Transforming XML with XPath in SQL Server

Since the next version of SQL Server (2005, aka Yukon) is at least nominally coming out this year, it seems a bit late to write a tip about using the XML features in SQL Server 2000. However, better late than never.

As part of a project I’m working on, I needed to bring XML data into our production database for subsequent processing. The XML document that our partner’s application provides is what I would consider “loosely typed”—all the useful information about the data contained within is defined outside the actual schema.
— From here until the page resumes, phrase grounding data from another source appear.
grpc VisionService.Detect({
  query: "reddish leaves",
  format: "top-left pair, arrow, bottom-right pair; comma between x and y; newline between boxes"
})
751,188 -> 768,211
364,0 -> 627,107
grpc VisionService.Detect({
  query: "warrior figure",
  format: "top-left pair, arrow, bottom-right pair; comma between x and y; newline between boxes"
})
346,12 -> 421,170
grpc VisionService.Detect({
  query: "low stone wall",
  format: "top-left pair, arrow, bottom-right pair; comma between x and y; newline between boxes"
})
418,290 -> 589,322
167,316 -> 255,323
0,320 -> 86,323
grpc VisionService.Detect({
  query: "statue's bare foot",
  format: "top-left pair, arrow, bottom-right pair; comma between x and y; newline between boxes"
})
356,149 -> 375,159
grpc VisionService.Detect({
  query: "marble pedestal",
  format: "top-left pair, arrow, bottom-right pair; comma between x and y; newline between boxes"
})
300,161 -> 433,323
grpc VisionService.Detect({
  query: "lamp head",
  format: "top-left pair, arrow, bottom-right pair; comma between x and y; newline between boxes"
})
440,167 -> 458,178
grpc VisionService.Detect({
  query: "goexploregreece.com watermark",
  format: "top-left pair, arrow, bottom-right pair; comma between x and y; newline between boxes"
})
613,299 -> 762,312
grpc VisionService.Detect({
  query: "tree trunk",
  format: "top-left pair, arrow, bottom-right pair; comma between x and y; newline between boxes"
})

For an example, say the canonical sample XML document is written like this:


<ROOT>

<Customer CustomerID="VINET" ContactName="Paul Henriot">
 <Order CustomerID="VINET" EmployeeID="5" OrderDate="1996-07-04T00:00:00">
  <OrderDetail OrderID="10248" ProductID="11" Quantity="12"/>
  <OrderDetail OrderID="10248" ProductID="42" Quantity="10"/>
 </Order>
</Customer>
<Customer CustomerID="LILAS" ContactName="Carlos Gonzlez">
 <Order CustomerID="LILAS" EmployeeID="3" OrderDate="1996-08-16T00:00:00">
  <OrderDetail OrderID="10283" ProductID="72" Quantity="3"/>
 </Order>
</Customer>
</ROOT>

In the flavor of data description used by our partner, the same document would be written like this:


<ROOT>
<Customer CustomerID="VINET" ContactName="Paul Henriot">
 <Order>
  <OrderAttribute rawname="EmployeeID">"5"</OrderAttribute>
  <OrderAttribute rawname="OrderDate=">"1996-07-04T00:00:00"</OrderAttribute>
   <OrderDetail>
    <OrderDetailAttribute rawname="OrderID">"10248"</OrderDetailAttribute>
    <OrderDetailAttribute rawname="ProductID">"11"</OrderDetailAttribute>
    <OrderDetailAttribute rawname="Quantity">"12"</OrderDetailAttribute>
   </OrderDetail>
...
<ROOT>

That’s only slightly unfortunate; after all, XML is meant to be transformed, and if you wanted to turn the sample into sensible row-and-column data for a relational database you could use the features provided in OPENXML to do so.

Ah, but it turns out the XPATH syntax needed to transform the data (using the ColPattern mapping in the OPENXML) is slightly nontrivial. To extract the text of the elements, you need the text() function, which must be called after the predicate specifier. That is, if your OPENXML statement looks at the /Root/Customer/Order/OrderDetail branch, rather than writing OrderDetailAttribute/text()[@rawname="Quantity"] to get the value of the quantity of the order, you need to write child::OrderDetailAttribute[@rawname="Quantity"]/text(). (Note: If you wanted to include details from both the order and orderdetail branch, you actually have to specify child:: rather than SQL Server’s shorthand, otherwise you get a crossproduct.) (see below)

Anyway, once you have the correct XPath sequence, the rest is relatively trivial. The stored procedure below accepts the XML document as a parameter (you need to do this, generally speaking, unless you know that the XML document will be smaller than 4000 characters in size, since SQL Server 2000 doesn’t let you use local variables of type TEXT) and transforms it into a rowset, ready to be inserted into the database or otherwise manipulated:


CREATE PROCEDURE dbo.import_xml
	@xmldoc text
as
	DECLARE @hdoc int

EXEC sp_xml_preparedocument @hdoc OUTPUT, @xmldoc

--let's peek at the rowset

SELECT * FROM 
OPENXML (@hdoc,'/Root/Customer/Order',1)
 WITH (CustomerID varchar(300) 
'../@CustomerID', EmployeeID varchar(30)
'OrderAttribute[@rawname="EmployeeID"]', OrderID varchar(300)
'OrderDetail/OrderDetailAttribute[@rawname="OrderID"]', ProductID varchar(30)
'OrderDetail/OrderDetailAttribute[@rawname="ProductID"]', Quantity varchar(30)
'OrderDetail/OrderDetailAttribute[@rawname="Quantity"]') exec sp_xml_removedocument @hdoc GO

which produces, for the sample file excerpted above,

CustomerID EmployeeID OrderID ProductID Quantity
VINET 5 10248 11 12

This is probably old hat to those of my readers who know what the hell I’m talking about, but it was eye opening and nonobvious to me.

Update: Corrected after some input from a reader who knew better than I what the hell I was talking about (thanks, Michael Rys). As it turns out, you don’t need the text() function; the XPath shown above will correctly pull the text in the node once you’ve written the predicate correctly. Nothing to see here; move along.